LA CASA MUDA (The silent house) par son réalisateur...

LaCasaMudaComment est né le projet ?

De mon envie de réaliser un long métrage, après les formats courts auxquels je suis habitué, et de la passion de mon associé Gustavo Rojo pour les films d’épouvante. Nos collaborateurs sur le film sont les mêmes que ceux qui travaillent avec nous dans la publicité, sur les courts-métrages et sur les clips musicaux. Par exemple, je connais Pedro Luque, le directeur de la photographie, depuis l’École de Cinéma, et nous travaillons ensemble depuis plus de 8 ans. Nous partageons le même goût du risque, sur chaque projet. LA CASA MUDA a été tourné en 4 jours avec un budget de 6000$, quatre acteurs et une maison, avec pour seul but de créer une tension et de la peur chez le spectateur.


Quelle histoire a inspiré le film, et comment la connaissiez vous ?

C’est une sorte de légende urbaine dont nous avons entendu parler, nous avons enquêté sur cet événement, mais n’avons pas trouvé d’information concluante. C’est pourquoi nous avons souligné que le film est « inspiré » de faits réels, et non « basé » sur des faits réels. À partir des informations que nous avions recueillies, nous avons imaginé des hypothèses sur les 80 dernières minutes des corps qui ont été retrouvés. La légende en elle- même est très simple : dans un petit village, des corps mutilés ont été retrouvés dans une maison, accompagnés d’une série de photographies plutôt inquiétantes. C’est un fait divers des années 40 qui n’a jamais été élucidé.


Pourquoi ce choix du plan séquence unique ? L’appareil photo Canon que vous avez utilisé a-t-il permis de contourner des difficultés jusqu’alors insurmontables sur un tel projet ?

Quand mon producteur et ami Gustavo Rojo m’a proposé de réaliser THE SILENT HOUSE (LA CASA MUDA), nous savions tous les deux que le film devait avoir quelque chose de conceptuel, qu’il offre une expérience nouvelle. Je lui ai suggéré le principe du plan séquence afin d’explorer en temps réel les peurs les plus élémentaires que n’importe qui peut avoir, dans sa propre maison, dans la profondeur de la nuit : « la peur en temps réel », sans éllipse temporelle ni géographique. Il s’agit simplement de ressentir les émotions des personnages comme s’il était question de celles de n’importe quel spectateur. L’appareil photo nous a beaucoup aidés car il avait une grande sensibilité à la lumière, il était suffisamment léger et petit pour nous permettre de nous déplacer dans chaque recoin de la maison et ainsi réussir les cadres que nous avions planifiés.


Quel a été le travail de préparation du tournage ?
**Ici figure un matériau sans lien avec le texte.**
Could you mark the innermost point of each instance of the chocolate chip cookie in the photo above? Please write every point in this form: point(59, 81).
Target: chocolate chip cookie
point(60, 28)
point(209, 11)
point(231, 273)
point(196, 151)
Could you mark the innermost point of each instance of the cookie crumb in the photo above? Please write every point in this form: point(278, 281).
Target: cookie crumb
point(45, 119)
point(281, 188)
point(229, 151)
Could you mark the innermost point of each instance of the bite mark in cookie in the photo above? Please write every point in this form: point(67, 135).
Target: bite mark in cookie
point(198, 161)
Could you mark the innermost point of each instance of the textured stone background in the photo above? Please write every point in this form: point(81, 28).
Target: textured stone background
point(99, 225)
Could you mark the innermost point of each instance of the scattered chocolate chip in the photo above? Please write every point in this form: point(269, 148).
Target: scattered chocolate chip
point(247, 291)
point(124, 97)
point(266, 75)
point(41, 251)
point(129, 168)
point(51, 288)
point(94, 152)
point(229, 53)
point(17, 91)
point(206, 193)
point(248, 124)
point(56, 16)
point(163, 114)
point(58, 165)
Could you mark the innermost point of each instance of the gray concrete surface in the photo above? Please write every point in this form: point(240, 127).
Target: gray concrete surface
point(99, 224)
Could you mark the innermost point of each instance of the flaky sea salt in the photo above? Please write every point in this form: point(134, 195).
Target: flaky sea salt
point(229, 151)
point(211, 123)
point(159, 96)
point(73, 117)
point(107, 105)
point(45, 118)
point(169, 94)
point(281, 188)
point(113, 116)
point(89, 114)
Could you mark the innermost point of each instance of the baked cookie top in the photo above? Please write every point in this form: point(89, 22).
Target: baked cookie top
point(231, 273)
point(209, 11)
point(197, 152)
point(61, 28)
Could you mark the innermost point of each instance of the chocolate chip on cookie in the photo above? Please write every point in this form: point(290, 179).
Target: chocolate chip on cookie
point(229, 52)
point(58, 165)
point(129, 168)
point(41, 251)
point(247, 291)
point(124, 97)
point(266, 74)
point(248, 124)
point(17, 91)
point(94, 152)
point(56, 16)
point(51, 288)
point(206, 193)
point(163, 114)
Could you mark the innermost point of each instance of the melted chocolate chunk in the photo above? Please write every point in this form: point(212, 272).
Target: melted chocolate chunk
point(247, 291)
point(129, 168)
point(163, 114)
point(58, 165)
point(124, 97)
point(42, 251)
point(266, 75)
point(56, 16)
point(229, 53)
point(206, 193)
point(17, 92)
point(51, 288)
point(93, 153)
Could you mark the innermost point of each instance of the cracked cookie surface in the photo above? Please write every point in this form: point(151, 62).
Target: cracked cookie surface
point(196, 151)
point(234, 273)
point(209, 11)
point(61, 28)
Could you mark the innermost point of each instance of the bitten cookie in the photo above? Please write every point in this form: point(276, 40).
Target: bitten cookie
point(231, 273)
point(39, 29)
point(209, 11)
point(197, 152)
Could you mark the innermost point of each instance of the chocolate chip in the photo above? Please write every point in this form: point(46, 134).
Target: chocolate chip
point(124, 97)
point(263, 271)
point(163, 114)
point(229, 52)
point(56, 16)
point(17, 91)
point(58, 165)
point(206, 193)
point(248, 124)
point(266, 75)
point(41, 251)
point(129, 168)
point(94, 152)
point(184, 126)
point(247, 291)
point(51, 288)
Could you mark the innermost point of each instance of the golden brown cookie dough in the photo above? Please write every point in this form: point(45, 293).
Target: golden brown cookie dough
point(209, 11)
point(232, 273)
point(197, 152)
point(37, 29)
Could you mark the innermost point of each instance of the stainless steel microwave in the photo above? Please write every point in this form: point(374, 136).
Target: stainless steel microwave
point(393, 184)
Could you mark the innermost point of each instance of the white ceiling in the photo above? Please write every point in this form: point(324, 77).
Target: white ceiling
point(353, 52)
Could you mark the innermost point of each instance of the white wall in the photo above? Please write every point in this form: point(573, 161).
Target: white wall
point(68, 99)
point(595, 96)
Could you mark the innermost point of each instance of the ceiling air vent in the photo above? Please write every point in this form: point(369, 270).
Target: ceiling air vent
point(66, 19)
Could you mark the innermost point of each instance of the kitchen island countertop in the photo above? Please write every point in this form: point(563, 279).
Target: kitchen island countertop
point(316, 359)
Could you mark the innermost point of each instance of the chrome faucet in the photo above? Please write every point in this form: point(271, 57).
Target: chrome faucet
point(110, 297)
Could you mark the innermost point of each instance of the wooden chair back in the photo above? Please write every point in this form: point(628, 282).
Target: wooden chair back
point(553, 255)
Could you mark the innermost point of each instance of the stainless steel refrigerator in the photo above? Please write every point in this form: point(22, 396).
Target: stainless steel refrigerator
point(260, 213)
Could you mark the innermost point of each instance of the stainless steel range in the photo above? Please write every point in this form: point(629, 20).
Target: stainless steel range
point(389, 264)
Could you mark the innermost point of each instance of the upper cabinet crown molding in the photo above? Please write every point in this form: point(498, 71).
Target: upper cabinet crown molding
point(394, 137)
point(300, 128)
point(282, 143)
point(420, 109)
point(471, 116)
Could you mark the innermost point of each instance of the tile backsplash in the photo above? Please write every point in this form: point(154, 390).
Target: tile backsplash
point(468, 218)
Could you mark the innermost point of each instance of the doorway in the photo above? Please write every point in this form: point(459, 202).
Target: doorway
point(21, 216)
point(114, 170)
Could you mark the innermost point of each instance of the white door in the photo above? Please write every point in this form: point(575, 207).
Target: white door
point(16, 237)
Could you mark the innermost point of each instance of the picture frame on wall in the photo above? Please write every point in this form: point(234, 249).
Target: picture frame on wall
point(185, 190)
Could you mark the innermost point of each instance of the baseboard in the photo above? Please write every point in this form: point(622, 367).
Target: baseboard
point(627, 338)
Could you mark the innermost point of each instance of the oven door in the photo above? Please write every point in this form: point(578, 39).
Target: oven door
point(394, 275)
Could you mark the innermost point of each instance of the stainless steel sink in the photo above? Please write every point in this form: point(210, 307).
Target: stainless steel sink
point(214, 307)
Nous avons fait un storyboard précis, découpé minute par minute, avec l’équipe de photographie et de réalisation. Nous avons effectué beaucoup d’essais avec les caméras et avec les acteurs. La préparation a surtout consisté à prévoir le pire, et à organiser la logistique en fonction. Car malgré les deux mois de préparation, les problèmes sur le tournage se sont multipliés, des projecteurs qui se voyaient, des imprévus divers, et il fallait chaque fois tout recommencer ! Le travail sur le son est particulièrement soigné. Le son a été un véritable casse-tête car l’équipe technique se déplaçait sans cesse pour accompagner les acteurs et les bruits se multipliaient. L’équipe de post-production a fait un gros effort pour retirer ces sons parasites ainsi que les indications que je donnais durant le tournage, et pour peaufiner les ambiances. La musique est également fondamentale parce qu’elle accompagne tout le parcours du personnage principal, souligne ses émotions, mais de façon minimaliste, parfois presque indécelable.
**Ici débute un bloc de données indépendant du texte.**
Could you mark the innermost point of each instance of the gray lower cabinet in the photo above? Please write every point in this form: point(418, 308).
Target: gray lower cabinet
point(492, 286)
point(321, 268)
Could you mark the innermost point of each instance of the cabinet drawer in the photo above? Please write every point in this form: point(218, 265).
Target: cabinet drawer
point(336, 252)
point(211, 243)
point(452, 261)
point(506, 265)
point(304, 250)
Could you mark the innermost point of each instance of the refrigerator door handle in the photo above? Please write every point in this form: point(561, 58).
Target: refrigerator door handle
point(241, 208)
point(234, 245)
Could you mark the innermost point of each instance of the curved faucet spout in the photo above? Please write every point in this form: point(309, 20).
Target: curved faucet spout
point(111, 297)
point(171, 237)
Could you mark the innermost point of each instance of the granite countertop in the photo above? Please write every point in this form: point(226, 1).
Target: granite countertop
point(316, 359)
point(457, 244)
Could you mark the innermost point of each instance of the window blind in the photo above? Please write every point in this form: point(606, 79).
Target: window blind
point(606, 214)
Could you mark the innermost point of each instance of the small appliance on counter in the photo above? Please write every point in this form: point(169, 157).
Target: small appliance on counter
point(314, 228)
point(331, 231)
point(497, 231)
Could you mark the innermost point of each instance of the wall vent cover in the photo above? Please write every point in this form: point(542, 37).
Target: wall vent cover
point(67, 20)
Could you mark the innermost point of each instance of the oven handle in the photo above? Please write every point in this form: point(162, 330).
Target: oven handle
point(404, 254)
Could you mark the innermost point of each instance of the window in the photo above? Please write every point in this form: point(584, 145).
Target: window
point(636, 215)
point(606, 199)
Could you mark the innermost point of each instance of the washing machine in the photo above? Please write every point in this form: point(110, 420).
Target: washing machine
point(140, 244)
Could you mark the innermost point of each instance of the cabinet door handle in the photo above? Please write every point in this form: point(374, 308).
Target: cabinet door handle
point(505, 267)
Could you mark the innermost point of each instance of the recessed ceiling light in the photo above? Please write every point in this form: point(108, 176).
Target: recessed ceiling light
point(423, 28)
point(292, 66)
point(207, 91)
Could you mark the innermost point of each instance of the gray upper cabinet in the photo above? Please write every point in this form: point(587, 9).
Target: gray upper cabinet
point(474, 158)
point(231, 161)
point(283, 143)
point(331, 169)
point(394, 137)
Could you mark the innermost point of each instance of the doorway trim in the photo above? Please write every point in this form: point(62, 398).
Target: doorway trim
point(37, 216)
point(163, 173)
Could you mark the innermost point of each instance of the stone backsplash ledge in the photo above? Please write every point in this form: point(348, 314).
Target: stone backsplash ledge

Quel est le point de vue de la caméra dans le film ?

On a voulu que le spectateur prenne le personnage par la main dès les premières images. Nous accompagnons Laura dans ses frustrations et ses sensations, mais pour ce faire nous n’avons pas voulu tomber dans le plan subjectif, potentiellement interminable et un peu trop évident. C’est pourquoi nous avons choisi de raconter son parcours émotionnel de plusieurs manières. Parfois, on laisse simplement la caméra prendre ses distances et rester silencieuse, afin de rendre compte de sa solitude dans cette immense maison. A d’autres moments, la caméra court nerveusement à ses côtés, pour mieux transmettre son désespoir dans la fuite. Elle peut aussi se rapprocher de Laura jusqu’au gros plan pour souligner la peur dans son regard.


Les dernières scènes du film semblent délibérément confuses et peuvent induire le doute chez le spectateur…
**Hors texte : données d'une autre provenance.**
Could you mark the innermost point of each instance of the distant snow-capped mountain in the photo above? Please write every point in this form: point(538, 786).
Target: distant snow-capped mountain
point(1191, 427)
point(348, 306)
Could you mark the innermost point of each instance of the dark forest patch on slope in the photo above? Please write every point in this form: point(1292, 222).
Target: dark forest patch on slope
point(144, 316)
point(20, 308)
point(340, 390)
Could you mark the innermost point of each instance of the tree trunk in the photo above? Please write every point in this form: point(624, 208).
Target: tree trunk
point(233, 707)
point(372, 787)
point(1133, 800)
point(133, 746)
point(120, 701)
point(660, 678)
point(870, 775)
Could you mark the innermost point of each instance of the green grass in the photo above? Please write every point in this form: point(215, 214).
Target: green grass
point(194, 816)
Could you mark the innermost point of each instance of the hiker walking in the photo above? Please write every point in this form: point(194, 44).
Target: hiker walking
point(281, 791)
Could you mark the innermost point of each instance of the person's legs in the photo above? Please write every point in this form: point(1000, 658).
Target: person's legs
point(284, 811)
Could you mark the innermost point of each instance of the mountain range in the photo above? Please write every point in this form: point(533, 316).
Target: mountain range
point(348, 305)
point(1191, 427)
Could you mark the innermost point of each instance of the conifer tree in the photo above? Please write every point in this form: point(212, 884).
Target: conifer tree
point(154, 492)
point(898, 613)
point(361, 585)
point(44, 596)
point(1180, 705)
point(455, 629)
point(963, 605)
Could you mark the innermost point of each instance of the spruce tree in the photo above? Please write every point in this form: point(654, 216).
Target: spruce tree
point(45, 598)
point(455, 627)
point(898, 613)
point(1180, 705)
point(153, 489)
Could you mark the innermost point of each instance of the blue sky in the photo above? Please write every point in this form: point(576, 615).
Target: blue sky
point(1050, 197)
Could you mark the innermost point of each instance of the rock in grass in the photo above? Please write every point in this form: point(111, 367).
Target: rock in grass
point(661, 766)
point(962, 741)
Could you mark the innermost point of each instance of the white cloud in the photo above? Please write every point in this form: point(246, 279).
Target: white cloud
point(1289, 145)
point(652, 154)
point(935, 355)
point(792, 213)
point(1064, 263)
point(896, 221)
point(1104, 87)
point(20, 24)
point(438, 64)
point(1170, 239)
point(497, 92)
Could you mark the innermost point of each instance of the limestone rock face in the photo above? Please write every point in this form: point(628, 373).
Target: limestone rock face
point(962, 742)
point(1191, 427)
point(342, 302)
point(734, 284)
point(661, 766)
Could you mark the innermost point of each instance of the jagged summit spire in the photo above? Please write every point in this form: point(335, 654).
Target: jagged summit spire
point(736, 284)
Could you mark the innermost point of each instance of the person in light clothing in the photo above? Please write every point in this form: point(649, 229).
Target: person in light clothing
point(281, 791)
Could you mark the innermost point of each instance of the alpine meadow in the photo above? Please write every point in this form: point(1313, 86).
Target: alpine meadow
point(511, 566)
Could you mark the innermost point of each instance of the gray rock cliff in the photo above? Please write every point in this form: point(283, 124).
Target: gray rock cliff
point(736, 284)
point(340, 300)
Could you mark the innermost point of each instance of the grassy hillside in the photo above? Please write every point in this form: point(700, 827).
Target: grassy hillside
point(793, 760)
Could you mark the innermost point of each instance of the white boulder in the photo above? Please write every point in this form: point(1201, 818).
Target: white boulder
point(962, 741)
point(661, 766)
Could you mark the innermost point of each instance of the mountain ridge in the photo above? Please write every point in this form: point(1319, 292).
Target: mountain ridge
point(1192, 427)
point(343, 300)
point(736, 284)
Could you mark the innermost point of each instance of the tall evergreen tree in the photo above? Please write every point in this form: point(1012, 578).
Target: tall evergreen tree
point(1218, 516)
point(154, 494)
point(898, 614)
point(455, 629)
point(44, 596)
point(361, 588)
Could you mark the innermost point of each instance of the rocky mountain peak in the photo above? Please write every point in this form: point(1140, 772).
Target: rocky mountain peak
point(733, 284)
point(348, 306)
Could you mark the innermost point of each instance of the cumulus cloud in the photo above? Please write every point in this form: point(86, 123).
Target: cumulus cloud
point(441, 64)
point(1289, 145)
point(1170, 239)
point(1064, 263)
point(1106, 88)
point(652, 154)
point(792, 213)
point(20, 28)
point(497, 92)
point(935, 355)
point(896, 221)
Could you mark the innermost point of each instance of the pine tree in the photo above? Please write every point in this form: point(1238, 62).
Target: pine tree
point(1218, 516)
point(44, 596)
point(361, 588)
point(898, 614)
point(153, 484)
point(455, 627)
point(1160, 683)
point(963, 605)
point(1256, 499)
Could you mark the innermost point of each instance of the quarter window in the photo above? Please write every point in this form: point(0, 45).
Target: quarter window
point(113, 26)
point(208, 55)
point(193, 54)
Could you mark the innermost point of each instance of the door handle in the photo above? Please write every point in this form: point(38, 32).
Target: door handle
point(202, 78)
Pour certains, le twist final est controversé, pour d’autres, il comporte quelque chose de gratifiant. Personnellement, j’adore le dénouement parce qu’il dépeint de façon fidèle les relations âpres et confuses entre les personnages. Aucun d’entre eux n’est innocent. Ils sont ambigus dans leurs désirs et leurs intentions vis à vis des autres, assez émotifs, probablement un peu tricheurs, certainement fragiles et évidemment perturbés. Beaucoup de ces traits de caractère sont inclus dans le film, mais ils sont repris et davantage détaillés à la fin. Les personnages sont piégés dans un labyrinthe épousant la forme d’une maison qui ouvre ses portes et fait apparaître souvenirs et malheurs cachés.


Le film doit-il être considéré comme un divertissement pur, ou le spectateur peut-il lire un message entre les lignes ?

Nous avions deux objectifs : divertir et effrayer. Je pense que tous les deux sont atteints, à différents niveaux et pour des publics différents. Le film n’est évidemment pas une simple accumulation de rebondissements, il aborde des sujets divers, notamment sur les liens qui se tissent entre les générations. En première lecture, le film raconte une histoire simple, mais à la seconde vision, on découvre de nouveaux détails qui révèlent un fond plus complexe.


Comment définiriez-vous les relations entre les personnages ? Que nous disent-ils de la société contemporaine ?

Leurs relations se définissent de façon presque immédiate au début du film, à travers la distance physique qui les sépare, les silences… Le fossé générationnel est évident entre les personnages. Ce fossé devient de plus en plus marqué dans la société actuelle, à travers la solitude que choisissent certains adolescents ou même adultes, qui préfèrent s’enfermer dans leurs propres convictions, suivre leurs propres règles, plutôt que d’affronter la vie en communauté.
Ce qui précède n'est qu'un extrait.